As a university professor, al-Zayyat was a mentor to a whole generation of women writers who are now making their mark on the Egyptian cultural scene. In her relationship with her students, she was both a rigorous teacher and a warm friend. In the words of Itidal Uthman, she did not teach “from the position of paternalism, but from the position of equality.”

She published nine critical books on Anglo-American literature, including studies of Hemingway, Hume, Ford Madox Ford, T.S. Eliot, and D.H. Lawrence . She also published, in Arabic, "Naguib Mahfouz: the Image and the Ideal" (1989); "Images of Women in the Arabic Novel" (1989); and "Lights: Critical Essays" (1994). Her criticism was influenced by the New Criticism movement in literature (embraced by her former husband) and by Marxist literary theories. She helped introduce both movements to Arab readers through her translation of T. S. Eliot’s "Critical Essays" in 1962 and "About Art: a Marxist View" in 1995.

One of al-Zayyat’s most important political activities was forming and heading the Committee for the Defense of National Culture, which spearheaded the efforts against the normalization of cultural relations with Israel. In 1981, along with 1,500 other Egyptians including her brother, al-Zayyat was thrown in jail by Sadat. There she learned that her house had been under surveillance for the previous three years. She also found that prison can be a rich experience, “provided one manages to discover her inherent human potential, and to hold to this with all the pride of a human being capable of adapting to all circumstances and also capable of surmounting all circumstances... this experience reveals that person’s fundamental nature, either as clay (lacking in form and will), or alternately as ceramic revealing the human ability to shape the self and to create beauty.”

Prison seems to have rejuvenated al-Zayyat’s creativity. She wrote her memoirs while incarcerated. Later, she published a collection of short stories called "al-Shaykhukha wa qisas ukhra" (Old Age and Other Stories, 1986), the novella "Al-Rajul al-lathi ‘Arifa Tuhmatuh" (The Man Who Knew His Charge, 1995), and the novel "Sahib el-Beit" (The House Owner, 1995 — the English translation of this book is currently in press). Her autobiography is forthcoming in French, German, and English translations. But for now, the only work available by her in English is the short story “The Picture.”

In her work, al-Zayyat used a dramatic language that reflects tensions and contradictions and that is free from cliches. The theme of liberation from oppression, whether institutional or personal, is central to all her writing.
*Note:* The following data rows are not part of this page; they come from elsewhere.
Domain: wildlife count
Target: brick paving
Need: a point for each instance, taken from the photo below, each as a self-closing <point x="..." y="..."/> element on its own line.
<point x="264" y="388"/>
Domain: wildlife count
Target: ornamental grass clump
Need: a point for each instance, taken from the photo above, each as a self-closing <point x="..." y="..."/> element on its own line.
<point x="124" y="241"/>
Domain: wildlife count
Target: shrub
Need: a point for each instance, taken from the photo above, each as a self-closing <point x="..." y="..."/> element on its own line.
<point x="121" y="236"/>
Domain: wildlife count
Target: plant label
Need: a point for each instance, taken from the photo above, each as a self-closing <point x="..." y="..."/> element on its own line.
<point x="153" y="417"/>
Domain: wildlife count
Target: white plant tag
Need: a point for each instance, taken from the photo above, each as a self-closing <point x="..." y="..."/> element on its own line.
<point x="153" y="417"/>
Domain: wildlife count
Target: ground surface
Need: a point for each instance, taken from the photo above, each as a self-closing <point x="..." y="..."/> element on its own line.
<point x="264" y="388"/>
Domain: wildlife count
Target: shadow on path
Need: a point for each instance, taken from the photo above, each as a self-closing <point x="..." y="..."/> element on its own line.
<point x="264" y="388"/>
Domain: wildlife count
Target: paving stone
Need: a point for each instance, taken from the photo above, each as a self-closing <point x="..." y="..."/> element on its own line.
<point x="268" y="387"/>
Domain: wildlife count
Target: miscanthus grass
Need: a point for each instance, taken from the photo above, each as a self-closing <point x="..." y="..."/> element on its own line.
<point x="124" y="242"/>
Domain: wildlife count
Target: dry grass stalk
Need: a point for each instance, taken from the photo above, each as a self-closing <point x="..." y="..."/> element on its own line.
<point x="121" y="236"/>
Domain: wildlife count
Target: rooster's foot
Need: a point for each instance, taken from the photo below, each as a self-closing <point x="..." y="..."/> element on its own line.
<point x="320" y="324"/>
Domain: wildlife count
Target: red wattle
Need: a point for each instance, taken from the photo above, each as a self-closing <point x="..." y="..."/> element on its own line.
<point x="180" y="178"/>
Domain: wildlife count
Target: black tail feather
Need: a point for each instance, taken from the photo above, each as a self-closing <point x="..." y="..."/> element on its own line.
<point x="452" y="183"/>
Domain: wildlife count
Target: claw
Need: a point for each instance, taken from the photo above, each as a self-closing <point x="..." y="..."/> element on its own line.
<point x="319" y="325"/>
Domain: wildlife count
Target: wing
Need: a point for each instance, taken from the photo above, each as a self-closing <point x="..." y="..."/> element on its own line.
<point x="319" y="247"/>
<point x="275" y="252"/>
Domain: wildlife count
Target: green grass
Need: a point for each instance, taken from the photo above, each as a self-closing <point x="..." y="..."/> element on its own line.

According to Dr. Ameena Rasheed, al-Zayyat “does not separate general oppression from one’s oppression of the self or from others’ oppression of the defeatist self.”

“I don’t have any regrets,” al-Zayyat responded when asked to evaluate her life and achievements. She went on to say: “Perhaps it would have been possible for me to be a better writer, or a better fighter, or a better professor if I had confined myself to one role. But my languages are multiple. And it is through my use of these many languages that I have enriched myself and others.”

Many are grateful for Latifa al-Zayyat for having spoken. Her words will be remembered.

References used in this feature include: Akhbar al-Adab (June 28, 1996. 7-13), Al Hayat (September 20, 1996), Ferial J. Ghazoul and Barbara Harlow, “The View From Within: Writers and Critics on Contemporary Arabic Literature” (Cairo: The American University of Cairo Press, 1994. 165-170), Joseph T. Zeidan, “Arab Women Novelists: The Formative Years and Beyond” (New York: State University of New York Press, 1995. 246-260). I’m also grateful to the members of the Adabiyat internet list for their helpful responses to my questions.

This article appeared in Al Jadid Magazine, Vol. 2 No. 12, October 1996.